As a young girl, Judy Morrison (nee Blake) remembers her mother was into plenty of ‘‘bits and pieces’’.
From training debutantes and teaching them to dance, to encouraging her 20-year-old daughter to enter the Miss Euroa Showgirl contest, it was her mother’s influence that saw her lining up among other entrants on an October day in 1959.
‘‘I can remember, it was pretty embarrassing having to get up and parade in front of people and be asked questions. Something I had never done, but it turned out beautifully,’’ Mrs Morrison said.
She was a shocked young woman when she was announced as the winner.
‘‘I was just very delighted that it turned out that way.’’
Working as a comptometrist at Benalla’s Country Roads Board at the time, Mrs Morrison made her way to Melbourne to compete alongside other winners across the state.
‘‘I was probably more nervous down there than ever in my life before, even on my wedding day I don’t think I was that nervous,’’ she said.
‘‘I’d never really been away from home. It was nerve-racking.
‘‘I met some lovely people, some I still keep in touch with.
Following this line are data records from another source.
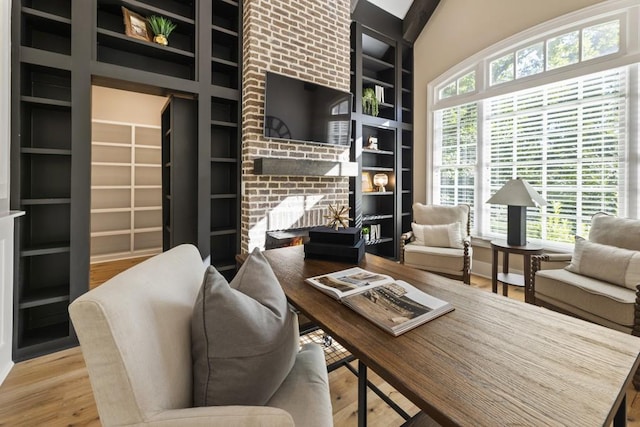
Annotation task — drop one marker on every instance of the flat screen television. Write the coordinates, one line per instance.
(297, 110)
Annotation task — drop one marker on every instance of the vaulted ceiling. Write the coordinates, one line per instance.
(413, 13)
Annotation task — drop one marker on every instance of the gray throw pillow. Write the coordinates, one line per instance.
(244, 337)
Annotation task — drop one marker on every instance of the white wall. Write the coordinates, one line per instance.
(124, 106)
(457, 30)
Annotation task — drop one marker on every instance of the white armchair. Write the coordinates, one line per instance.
(601, 284)
(135, 335)
(440, 241)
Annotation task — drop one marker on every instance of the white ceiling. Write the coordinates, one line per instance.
(397, 8)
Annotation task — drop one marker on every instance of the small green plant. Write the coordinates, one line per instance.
(369, 102)
(161, 28)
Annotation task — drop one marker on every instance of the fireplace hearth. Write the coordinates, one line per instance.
(283, 238)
‘‘It was a great thing to do, I was very delighted at the end of it all, I was very delighted when it was all over then.’’
After marrying champion shearer Brian in 1961, the couple travelled around Australia, starting in Longreach in Queensland in January and working their way through Australia before ending up in Tasmania just before Christmas.
Several years later the husband and wife started Morrisons of Euroa, creating and manufacturing moleskins and shearing dungarees, employing dozens of workers and continuing to manufacture in Euroa for decades.
Now living in Benalla, Mrs Morrison said she had enjoyed an incredibly fulfilling life, including raising four boys.
‘‘I’ve had a very, very interesting live, I’ve been a shearers’ cook and mother.